I didn’t tell Maggy my plan because I imagine she’ll be outraged at my indiscretion. In Belle Poelle, I forced myself to keep my distance. And that took a lot of energy because I couldn’t get a read on her charming but detached demeanor … If you have any insight into h
er feelings, please enlighten me …
On my end, I will keep you up to date about my discoveries (because after all, this “chest” could in fact be one of the old wooden trunks stashed in the attic!).
I know that I’m distancing myself from your literary quest. I hope that you will not be angry with me for having chosen you as a confidante now that certain parts of my past are crumbling like the neglected vestiges of an abandoned family house.
Your friend,
William
P.S. You can write me back in Lozère, because I don’t think I will stay here more than three days … Too many questions lure me back to France once more.
P.P.S. Your cousin? Still alive?
from Anne-Lise to Maggy
RUE DES MORILLONS, AUGUST 6, 2016
My dear Maggy,
Did you arrive back home safely? And how are you tolerating your isolation after such a delicious adventure in communal life?

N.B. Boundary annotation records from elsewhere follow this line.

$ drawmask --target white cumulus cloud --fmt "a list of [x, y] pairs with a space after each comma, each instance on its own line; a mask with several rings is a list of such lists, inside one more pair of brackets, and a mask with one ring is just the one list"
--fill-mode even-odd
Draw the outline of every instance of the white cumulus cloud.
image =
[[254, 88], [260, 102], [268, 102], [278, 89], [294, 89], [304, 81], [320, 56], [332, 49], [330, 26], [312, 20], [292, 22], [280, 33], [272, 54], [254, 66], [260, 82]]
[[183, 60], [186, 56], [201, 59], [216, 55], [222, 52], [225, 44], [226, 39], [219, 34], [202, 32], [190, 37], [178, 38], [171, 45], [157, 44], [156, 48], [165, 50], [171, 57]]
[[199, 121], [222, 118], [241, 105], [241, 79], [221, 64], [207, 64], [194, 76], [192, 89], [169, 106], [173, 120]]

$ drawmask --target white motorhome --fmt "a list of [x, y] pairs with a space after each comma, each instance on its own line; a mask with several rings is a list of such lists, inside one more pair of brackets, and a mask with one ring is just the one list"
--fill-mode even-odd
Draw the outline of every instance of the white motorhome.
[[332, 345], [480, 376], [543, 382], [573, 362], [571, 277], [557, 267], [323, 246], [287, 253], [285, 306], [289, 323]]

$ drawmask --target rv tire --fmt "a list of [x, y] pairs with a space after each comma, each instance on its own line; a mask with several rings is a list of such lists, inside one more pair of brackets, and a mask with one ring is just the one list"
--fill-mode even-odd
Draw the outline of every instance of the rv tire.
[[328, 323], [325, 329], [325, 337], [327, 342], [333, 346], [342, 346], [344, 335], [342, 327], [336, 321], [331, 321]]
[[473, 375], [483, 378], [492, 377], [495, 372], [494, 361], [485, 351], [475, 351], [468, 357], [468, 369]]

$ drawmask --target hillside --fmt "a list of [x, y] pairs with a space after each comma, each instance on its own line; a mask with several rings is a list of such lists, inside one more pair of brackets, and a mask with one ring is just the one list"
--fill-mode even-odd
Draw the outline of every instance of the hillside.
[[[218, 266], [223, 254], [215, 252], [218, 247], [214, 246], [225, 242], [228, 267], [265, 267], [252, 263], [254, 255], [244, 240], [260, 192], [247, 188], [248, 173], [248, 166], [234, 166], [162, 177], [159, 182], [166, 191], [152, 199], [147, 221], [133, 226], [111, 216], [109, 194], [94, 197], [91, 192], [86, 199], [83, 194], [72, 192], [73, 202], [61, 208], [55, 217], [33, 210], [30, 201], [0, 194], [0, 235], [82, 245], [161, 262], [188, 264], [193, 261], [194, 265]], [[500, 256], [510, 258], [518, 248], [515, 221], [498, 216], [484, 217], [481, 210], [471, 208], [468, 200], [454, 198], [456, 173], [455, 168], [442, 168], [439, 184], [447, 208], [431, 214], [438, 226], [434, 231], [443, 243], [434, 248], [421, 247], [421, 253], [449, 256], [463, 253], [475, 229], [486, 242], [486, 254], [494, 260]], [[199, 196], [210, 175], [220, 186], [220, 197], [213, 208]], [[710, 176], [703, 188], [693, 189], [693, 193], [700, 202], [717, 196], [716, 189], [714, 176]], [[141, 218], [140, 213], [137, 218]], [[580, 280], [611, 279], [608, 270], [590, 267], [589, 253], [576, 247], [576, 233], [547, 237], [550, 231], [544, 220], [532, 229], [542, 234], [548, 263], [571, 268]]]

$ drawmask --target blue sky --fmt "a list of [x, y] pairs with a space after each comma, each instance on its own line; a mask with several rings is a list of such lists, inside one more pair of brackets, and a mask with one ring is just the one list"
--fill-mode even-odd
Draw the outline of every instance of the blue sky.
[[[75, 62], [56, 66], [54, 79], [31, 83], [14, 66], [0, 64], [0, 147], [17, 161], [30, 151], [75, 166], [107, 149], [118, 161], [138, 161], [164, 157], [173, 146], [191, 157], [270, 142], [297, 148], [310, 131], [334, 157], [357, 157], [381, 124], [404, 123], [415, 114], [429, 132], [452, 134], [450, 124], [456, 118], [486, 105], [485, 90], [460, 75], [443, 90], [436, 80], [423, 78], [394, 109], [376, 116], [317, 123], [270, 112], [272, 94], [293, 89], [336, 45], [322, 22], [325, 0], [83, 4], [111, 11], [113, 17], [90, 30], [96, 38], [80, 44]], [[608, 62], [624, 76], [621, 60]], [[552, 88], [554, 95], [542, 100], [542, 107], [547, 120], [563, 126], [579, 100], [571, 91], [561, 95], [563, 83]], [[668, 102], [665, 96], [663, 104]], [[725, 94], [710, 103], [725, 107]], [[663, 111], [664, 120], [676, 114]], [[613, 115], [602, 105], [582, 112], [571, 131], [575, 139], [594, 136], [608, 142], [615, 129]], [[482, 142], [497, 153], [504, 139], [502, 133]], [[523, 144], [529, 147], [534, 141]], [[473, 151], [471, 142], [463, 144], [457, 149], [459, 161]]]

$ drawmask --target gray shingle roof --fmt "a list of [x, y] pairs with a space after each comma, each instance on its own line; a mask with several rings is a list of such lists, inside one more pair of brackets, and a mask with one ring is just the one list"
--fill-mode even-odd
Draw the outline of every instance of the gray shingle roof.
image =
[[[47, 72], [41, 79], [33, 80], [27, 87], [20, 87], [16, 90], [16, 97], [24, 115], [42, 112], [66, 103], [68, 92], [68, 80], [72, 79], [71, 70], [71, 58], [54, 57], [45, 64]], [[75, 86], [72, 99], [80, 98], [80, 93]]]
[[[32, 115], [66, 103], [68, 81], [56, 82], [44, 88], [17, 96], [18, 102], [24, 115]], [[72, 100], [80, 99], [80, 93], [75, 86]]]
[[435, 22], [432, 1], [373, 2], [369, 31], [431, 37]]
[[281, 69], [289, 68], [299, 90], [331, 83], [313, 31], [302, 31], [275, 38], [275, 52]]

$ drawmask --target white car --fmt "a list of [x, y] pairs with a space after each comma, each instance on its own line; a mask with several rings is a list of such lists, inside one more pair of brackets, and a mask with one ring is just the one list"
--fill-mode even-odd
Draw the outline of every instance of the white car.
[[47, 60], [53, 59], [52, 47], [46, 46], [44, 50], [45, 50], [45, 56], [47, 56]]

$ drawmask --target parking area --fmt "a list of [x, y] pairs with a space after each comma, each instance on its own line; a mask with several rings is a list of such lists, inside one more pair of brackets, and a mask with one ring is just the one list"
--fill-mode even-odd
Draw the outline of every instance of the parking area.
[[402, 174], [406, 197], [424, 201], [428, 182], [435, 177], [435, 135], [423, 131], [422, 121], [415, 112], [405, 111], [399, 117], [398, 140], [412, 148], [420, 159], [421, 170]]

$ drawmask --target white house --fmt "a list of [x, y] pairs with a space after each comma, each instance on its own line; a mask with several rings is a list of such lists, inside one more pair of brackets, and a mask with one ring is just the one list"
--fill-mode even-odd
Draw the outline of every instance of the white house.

On Thursday morning I had a hard time getting back into all the projects I had ditched on my desk that I have to submit to my cousin before the 13th. For the first time in two years, I passed him in the hallway without feeling the urge to gouge his eyes out. However, he hasn’t changed. He walks around like a young dynamic executive (past his prime with his gray temples), his two cell phones in hand, constantly holding his MacBook Air, which always seems to supply an adequate response to any question asked. He measures his success by the number of tweets about him and only gets his news on social media … No doubt you would love him; I’ll introduce you whenever you want.
Fortunately, the transformation of my daughter made up for that unpleasantness. Even you observed just how good the trip to Lozère was for her; in fact, the metamorphosis continues in Paris. She has been a different Katia since returning home. She’s always smiling, and although she still considers housework an awful activity, she now shows an interest in my hobbies and in the people I spend time with. She won’t stop talking about Sylvestre and William, as if they were members of the family. The latter, especially, made a strong impression on her; she absolutely wants us to return this winter to see Lozère covered in snow … I agree with you, that man’s gaze possesses something magical that has transformed my rebellious daughter into a civilized adolescent.